Overview of disjoint set implementations

4ndrelim · 4ndrelim · commit 496c1c042782 · 2023-08-07T19:16:45.000+08:00
diff --git a/src/dataStructures/disjointSet/README.md b/src/dataStructures/disjointSet/README.md
@@ -0,0 +1,84 @@
+# Union Find / Disjoint Set
+
+A disjoint-set structure also known as a union-find or merge-find set, is a data structure 
+keeps track of a partition of a set into disjoint (non-overlapping) subsets. In CS2040s, this 
+is primarily used to check for dynamic connectivity. For instance, Kruskal's algorithm 
+in graph theory to find minimum spanning tree of the graph utilizes disjoint set to efficiently
+query if there exists a path between 2 nodes. <br>
+It supports 2 main operations:
+1. Union: Join two subsets into a single subset
+2. Find: Determine which subset a particular element is in. In practice, this is often done to check
+if two  elements are in the same subset or component.
+
+The Disjoint Set structure is often introduced in 3 parts, with each iteration being better than the
+previous in terms of time and space complexity. Below is a brief overview:
+
+## Quick Find
+Every object will be assigned a component identity. The implementation of Quick Find often involves 
+an underlying array that tracks the component identity of each object.
+
+**Union**: Between the two components, decide on the component d, to represent the combined set. Let the other
+component's identity be d'. Simply iterate over the component identifier array, and for any element with 
+identity d', assign it to d.
+
+**Find**: Simply use the component identifier array to query for the component identity of the two elements
+and check if they are equal. This is why this implementation is known as "Quick Find". 
+
+#### Analysis
+Let n be the number of elements in consideration.
+
+**Time**: O(n) for Union and O(1) for Find operations
+
+**Space**: O(n) auxiliary space for the component identifier
+
+
+## Quick Union
+Here, we consider a completely different approach. We consider the use of trees. Every element can be
+thought of as a tree node and starts off in its own component. Under this representation, it is likely 
+that at any given point, we might have a forest of trees, and that's perfectly fine. The root node of each tree
+simply represents the component / set of all elements in the same set. <br>
+Note that the trees here are not necessarily binary trees. In fact, more often than not, we will have nodes
+with multiple children nodes.
+
+**Union**: Between the two components, decide on the component to represent the combined set as before.

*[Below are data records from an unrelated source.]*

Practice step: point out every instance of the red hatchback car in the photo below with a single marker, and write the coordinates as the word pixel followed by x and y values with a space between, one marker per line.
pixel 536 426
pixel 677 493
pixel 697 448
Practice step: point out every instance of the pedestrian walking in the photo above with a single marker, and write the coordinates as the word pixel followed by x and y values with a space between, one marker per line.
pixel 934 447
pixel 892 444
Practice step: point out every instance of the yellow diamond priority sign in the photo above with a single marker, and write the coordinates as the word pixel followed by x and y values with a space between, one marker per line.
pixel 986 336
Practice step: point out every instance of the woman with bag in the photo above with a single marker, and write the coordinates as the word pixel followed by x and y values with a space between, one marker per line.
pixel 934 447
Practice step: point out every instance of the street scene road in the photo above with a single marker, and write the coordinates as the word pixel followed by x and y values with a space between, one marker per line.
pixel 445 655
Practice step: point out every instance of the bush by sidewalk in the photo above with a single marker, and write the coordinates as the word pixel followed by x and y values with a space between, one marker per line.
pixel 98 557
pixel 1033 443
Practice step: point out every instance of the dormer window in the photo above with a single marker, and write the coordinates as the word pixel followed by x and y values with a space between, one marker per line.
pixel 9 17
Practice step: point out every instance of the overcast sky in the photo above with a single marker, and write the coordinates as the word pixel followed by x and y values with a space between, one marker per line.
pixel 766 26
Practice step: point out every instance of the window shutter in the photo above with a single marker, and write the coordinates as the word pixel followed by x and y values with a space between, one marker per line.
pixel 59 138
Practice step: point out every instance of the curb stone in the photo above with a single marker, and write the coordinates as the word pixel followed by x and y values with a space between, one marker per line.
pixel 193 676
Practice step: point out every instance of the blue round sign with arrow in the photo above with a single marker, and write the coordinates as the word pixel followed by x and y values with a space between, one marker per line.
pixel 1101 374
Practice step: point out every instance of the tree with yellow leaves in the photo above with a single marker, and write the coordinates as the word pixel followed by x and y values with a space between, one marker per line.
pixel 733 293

+Now, union is simply assigning the root node of one tree to be the child of the root node of another. Hence, its name. 
+One thing to note is that to identify the component of the object involves traversing to the root node of the
+tree.
+
+**Find**: For each of the node, we traverse up the tree from the current node until the root. Check if the
+two roots are the same
+
+#### Analysis
+**Time**: O(n) for Union and Find operations. While union-ing is indeed quick, it is possibly undermined
+by O(n) traversal in the case of a degenerate tree. Note that at this stage, there is nothing to ensure the trees
+are balanced.
+
+**Space**: O(n), implementation still involves wrapping the n elements with some structure / wrapper.
+
+
+## Weighted Union
+Now, we augment and improve upon the Quick Union structure by ensuring trees constructed are 'balanced'. Balanced
+trees have a nice property that the height of the tree will be upper-bounded by O(log(n)). This considerably speeds 
+up Union operations. <br>
+We additionally track the size of each tree and ensure that whenever there is a union between 2 elements, the smaller
+tree will be the child of a larger tree. It can be mathematically shown the height of the tree is bounded by O(log(n)).
+
+#### Analysis
+**Time**: O(log(n)) for Union and Find operations.
+
+**Space**: Remains at O(n)
+
+
+### Path Compression
+We can further improve on the time complexity of Weighted Union by introducing path compression. Specifically, during
+the traversal of a node up to the root, we re-assign each node's parent to be the root (or as shown in CS2040s, 
+assigning to its grandparent actually suffice and yield the same big-O upper-bound! This allows path compression to be
+done in a single pass.). By doing so, we greatly reduce the height of the trees formed.
+
+#### Analysis
+The analysis is a bit trickier here and talks about the inverse-Ackermann function. Interested readers can find out more 
+[here](https://dl.acm.org/doi/pdf/10.1145/321879.321884)
+
+**Time**: O(alpha)
+
+**Space**: O(n)